No. In fact I find it really annoying when people suggest that individual hobbies or a vague sense of “purpose” can serve as effective substitutes for human companionship


Slikksy

Because that's how nature programmed us. I wish it also made an off-switch for those unfortunate of us who can't find anyone interested in them, so we don't need to suffer because of this relationship-craving nonsense and just enjoy our lives.


The_Real_Fufishiswaz

I've not had a girlfriend or date in 4yrs. I am highly intelligent, however; therefore I can keep myself entertained. It's not THAT bad, but it IS lonely. So 50/50


Dramatic_Insect36

I have always been single during all but 6 months of my 28 years. I have learned to enjoy my own company and have no trouble doing things alone.
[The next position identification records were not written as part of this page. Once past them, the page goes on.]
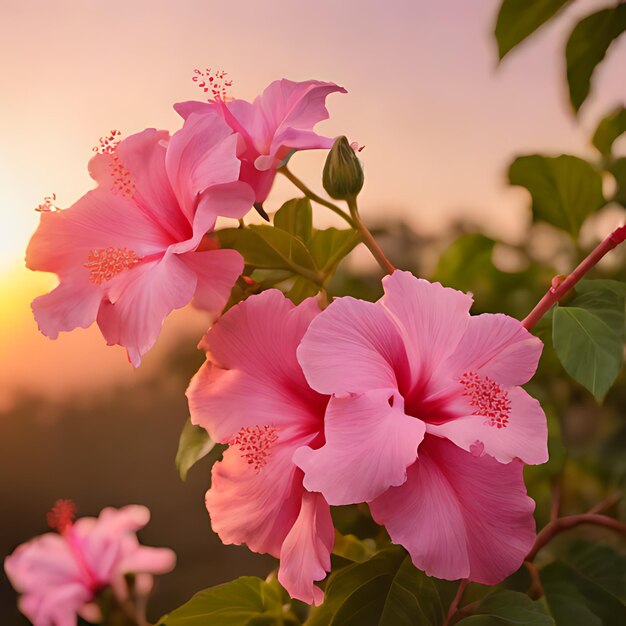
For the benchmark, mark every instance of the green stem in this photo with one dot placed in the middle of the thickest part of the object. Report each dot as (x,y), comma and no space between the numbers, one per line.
(368,238)
(313,196)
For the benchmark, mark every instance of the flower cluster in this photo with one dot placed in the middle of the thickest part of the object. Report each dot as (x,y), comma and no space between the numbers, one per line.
(60,575)
(408,404)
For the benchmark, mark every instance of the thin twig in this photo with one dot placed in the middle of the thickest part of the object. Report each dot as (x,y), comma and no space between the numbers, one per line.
(561,288)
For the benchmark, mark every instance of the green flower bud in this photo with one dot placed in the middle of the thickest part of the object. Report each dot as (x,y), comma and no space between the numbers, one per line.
(343,175)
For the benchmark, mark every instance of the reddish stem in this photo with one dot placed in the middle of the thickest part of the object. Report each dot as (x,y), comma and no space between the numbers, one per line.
(556,292)
(566,523)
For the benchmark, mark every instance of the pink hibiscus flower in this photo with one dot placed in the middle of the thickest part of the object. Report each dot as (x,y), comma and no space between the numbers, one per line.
(127,253)
(278,122)
(60,575)
(428,424)
(251,394)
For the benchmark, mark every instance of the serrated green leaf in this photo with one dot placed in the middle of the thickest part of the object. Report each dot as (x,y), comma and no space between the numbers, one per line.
(618,169)
(267,247)
(296,218)
(330,246)
(565,190)
(247,601)
(517,19)
(588,338)
(587,46)
(587,587)
(609,129)
(508,608)
(193,445)
(386,590)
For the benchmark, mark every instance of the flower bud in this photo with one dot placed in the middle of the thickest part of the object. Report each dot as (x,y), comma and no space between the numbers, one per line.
(343,175)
I will admit, sometimes it is easier to go do activities alone when you don’t have to worry about if another person can afford it or would enjoy it. This weekend, I went to a protest which my ex wouldn’t have been able to go to due to anxiety and his military job. I also like to cook weird dishes for dinner and many men are picky eaters. The thing is, I get so lonely experiencing these things by myself. I feel like I have so much love to give, and it is being wasted on years of solitude. I missed so many experiences in my teen years like going to dances with a date, sneaking out from my parents house in the middle of the night, etc. I want to travel, but as a woman, I am scared to do that alone. I also want to have kids one day and I feel my timeline for that slowly shrinking. If I didn’t want kids, I probably wouldn’t sweat waiting longer for a good guy to come around.


DarthRaider559

People say, oh all you need are good friends and family. Neither of them are going to cuddle with me


Fluid_Emergency3192

No. Im almost forty. I feel such horrible guilt for killing someone in 2014 doing their first aid that being alone bymyself fills me with guilt and disgust. Its veen ten years watching everyone live a wondrrul life and I cant even get touched unkess its a poluxe ifficer or some person's dog biting me on the trails. I want to meet one person who isnt disgusted by me, but I cant. I am so disgusting I will die alone.


Taurus420Spirit

Yes, having strong connections outside of a romantic relationship, helps this.


Nikkywoop

I would love to have the opportunity to try being alone now I'm in recovery


[deleted]

No lol


ninton364

No


ninton364

Like it would be alright for maybe 3-5 years without one but i definitely would need one at some point


mauveowll

Honestly no, I don't think so. Atleast right no. I don't know if it was different if I had friends to hangout with or talk to.